Fitch gives London market predictions for 2019

Lloyd’s expected to write less premium and have a renewed focus on profitability

Fitch gives London market predictions for 2019

Insurance News

By Bethan Moorcraft

Analysts at Fitch Ratings expect the London market to write less premium in 2019 as a result of the market-wide Lloyd’s of London profitability review, which kicked-off in 2018.

It’s been a challenging few years for Lloyd’s of London. The specialty lines market has been operating against a backdrop of high expense ratios, growing attritional losses, and significant pressure upon underwriting profitability. As a result, the Fitch Ratings sector outlook for the London market in 2019 remains negative.  

“In the last few years, attritional loss ratios have been increasing as a result of the soft market,” said Ekaterina Ishchenko, director at Fitch Ratings. “We’ve also seen that expense ratios have been increasing [and that] reserve releases are contributing less to underwriting profitability than they were in the past. These are the natural consequences of the softer market.”

Reserve releases at Lloyd’s of London have reduced quite significantly since 2014 as the market moves further away from hard market underwriting years and battles. As the soft market continues, the London market’s potential pool of reserve redundancy continues to diminish.  

“It’s not all bad news,” Ishchenko commented.  “We’ve seen the market take a number of steps to address these issues. That includes the wide-scale modernization program that has been implemented at Lloyd’s, which looks at how Lloyd’s can be more cost-efficient and more innovative.”

The strategic profitability review aims to improve underwriting results, reduce attritional loss ratios and expenses, and improve cost efficiency throughout Lloyd’s. Market participants have been asked to review their portfolios to identify all loss-making lines and 10% of worst-performing portfolios, and then come up with plans for how to turn those portfolios around and bring them back into profitability. 

“As a result of the review, we expect the market will write less premium in 2019, but this will allow for the renewed focus on underwriting profitability,” Ishchenko added. “We do expect profitability to start improving slowly, but because this is a multi-year project, we think it will take some time for the full benefits to come through.”
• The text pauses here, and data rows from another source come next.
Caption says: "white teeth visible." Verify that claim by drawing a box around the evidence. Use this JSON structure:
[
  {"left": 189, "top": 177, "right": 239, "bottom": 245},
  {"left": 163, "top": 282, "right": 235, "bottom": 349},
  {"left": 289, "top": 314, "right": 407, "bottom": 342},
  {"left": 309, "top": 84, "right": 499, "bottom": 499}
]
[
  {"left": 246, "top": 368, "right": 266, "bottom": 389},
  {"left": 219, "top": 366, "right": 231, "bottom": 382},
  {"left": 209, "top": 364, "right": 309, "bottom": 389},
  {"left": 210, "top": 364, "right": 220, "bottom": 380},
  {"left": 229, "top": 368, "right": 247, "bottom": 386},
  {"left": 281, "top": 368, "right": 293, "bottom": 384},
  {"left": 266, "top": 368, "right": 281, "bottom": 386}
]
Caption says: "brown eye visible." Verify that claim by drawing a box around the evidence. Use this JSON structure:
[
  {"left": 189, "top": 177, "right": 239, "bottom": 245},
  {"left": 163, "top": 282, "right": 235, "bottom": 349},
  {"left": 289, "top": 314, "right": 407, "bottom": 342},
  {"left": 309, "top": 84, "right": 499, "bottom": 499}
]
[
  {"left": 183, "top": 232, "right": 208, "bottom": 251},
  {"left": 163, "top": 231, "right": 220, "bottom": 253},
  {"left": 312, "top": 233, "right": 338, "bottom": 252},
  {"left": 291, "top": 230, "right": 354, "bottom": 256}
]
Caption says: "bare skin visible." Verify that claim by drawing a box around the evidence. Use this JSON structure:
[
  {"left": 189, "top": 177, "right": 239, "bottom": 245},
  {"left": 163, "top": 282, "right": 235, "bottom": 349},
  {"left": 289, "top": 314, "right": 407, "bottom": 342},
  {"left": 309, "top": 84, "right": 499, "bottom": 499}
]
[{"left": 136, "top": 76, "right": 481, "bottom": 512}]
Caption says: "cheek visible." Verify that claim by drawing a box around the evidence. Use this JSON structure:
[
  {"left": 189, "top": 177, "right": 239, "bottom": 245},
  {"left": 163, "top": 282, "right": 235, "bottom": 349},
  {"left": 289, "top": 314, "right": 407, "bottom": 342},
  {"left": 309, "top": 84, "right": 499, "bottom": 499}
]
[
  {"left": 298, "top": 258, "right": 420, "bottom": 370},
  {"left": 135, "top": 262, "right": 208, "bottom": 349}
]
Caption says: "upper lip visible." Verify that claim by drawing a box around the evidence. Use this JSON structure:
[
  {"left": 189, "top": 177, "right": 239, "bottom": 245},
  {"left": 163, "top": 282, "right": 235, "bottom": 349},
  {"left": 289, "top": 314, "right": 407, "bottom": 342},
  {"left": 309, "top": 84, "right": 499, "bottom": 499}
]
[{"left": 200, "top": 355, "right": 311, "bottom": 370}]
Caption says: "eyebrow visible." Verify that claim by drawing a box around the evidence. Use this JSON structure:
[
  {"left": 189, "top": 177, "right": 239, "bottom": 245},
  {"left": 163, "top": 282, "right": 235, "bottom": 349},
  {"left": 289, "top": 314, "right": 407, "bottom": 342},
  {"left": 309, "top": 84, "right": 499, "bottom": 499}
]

According to Fitch, the pricing environment remains challenging for the London market. Rates improved in 2018 after significant catastrophe losses in the second half of 2017 – notably, hurricanes Harvey, Irma and Maria, which battered Lloyd’s with catastrophe property losses. However, rate improvements lost some momentum through 2018 because of continued excess capacity-fueled competition.

The first half of 2018 was relatively benign with regards to catastrophe activity, but that changed in the second half of the year, with typhoons Mangkut, Jebi and Trami, hurricanes Florence and Michael, and the Californian wildfires, all resulting in significant catastrophe losses. As a result, there have been some modest rate improvements in catastrophe-exposed lines, but Fitch expects ongoing market competition to limit pricing improvements.

All in all, Ishchenko said “the loss experience combined with the profitability review at Lloyd’s could have some positive impact on the pricing in the London market in 2019,” but that positive changes this year will be limited.